Brink: Gehen wir doch mal ein bisschen ins Detail. In Nordrhein-Westfalen werden im kommenden Schuljahr 50 neue Gesamtschulen an den Start gehen, Schulen, in denen die Schüler über die vierte Klasse hinaus gemeinsam lernen. Das bedeutet, dass viele Haupt- und Realschulen überflüssig werden. Ist das wirklich der richtige Weg?

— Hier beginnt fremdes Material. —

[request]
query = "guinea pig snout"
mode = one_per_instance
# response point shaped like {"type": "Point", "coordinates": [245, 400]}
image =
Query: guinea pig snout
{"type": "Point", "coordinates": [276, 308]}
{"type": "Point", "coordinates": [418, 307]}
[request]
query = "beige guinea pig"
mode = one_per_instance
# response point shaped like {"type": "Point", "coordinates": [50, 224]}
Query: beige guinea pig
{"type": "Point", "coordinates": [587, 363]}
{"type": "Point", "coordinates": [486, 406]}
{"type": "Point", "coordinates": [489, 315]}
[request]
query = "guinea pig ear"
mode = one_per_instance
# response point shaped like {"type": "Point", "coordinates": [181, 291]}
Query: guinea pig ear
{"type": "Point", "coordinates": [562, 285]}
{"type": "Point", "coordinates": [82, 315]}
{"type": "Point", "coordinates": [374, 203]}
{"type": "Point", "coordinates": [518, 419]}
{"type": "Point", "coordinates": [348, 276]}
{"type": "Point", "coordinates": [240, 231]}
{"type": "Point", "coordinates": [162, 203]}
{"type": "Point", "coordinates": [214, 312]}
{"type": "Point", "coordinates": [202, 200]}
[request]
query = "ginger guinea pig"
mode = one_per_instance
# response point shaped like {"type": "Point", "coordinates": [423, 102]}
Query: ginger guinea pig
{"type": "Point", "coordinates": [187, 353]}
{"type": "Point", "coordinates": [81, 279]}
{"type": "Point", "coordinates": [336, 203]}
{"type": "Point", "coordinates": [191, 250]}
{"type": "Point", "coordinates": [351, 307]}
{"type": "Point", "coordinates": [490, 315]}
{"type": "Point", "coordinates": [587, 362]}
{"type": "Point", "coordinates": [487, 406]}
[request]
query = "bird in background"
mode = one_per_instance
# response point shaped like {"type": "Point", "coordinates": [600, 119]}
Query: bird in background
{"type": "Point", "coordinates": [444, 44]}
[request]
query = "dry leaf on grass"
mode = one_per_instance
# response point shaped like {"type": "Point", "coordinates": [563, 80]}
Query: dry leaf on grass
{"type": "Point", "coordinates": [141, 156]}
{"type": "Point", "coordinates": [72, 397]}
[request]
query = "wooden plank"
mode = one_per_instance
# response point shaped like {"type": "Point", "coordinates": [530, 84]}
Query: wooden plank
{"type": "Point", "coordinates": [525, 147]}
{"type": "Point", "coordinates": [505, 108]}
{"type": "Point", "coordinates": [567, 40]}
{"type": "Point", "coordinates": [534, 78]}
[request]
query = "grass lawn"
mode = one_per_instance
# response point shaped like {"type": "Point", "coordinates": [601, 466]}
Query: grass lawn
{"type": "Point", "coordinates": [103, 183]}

Löhrmann: Diese Schulen laufen dann aus. Die Schüler haben natürlich Vertrauensschutz und können ihre Bildungslaufbahn zu Ende bringen. Aber wir haben doch in Nordrhein-Westfalen folgende Situation gehabt: Die Kommunen wissen, dass Schule Standortfaktor ist, für Eltern und für Unternehmen. Und kleinere Gemeinden, die wir auch zuhauf haben in unserem großen Land, die können gar nicht mehr das klassische dreigliedrige Schulsystem vorhalten, und die wussten, wenn wir nichts tun, verlieren wir die letzte weiterführende Schule am Ort.
Brink: Weil es weniger Schüler gibt, oder warum?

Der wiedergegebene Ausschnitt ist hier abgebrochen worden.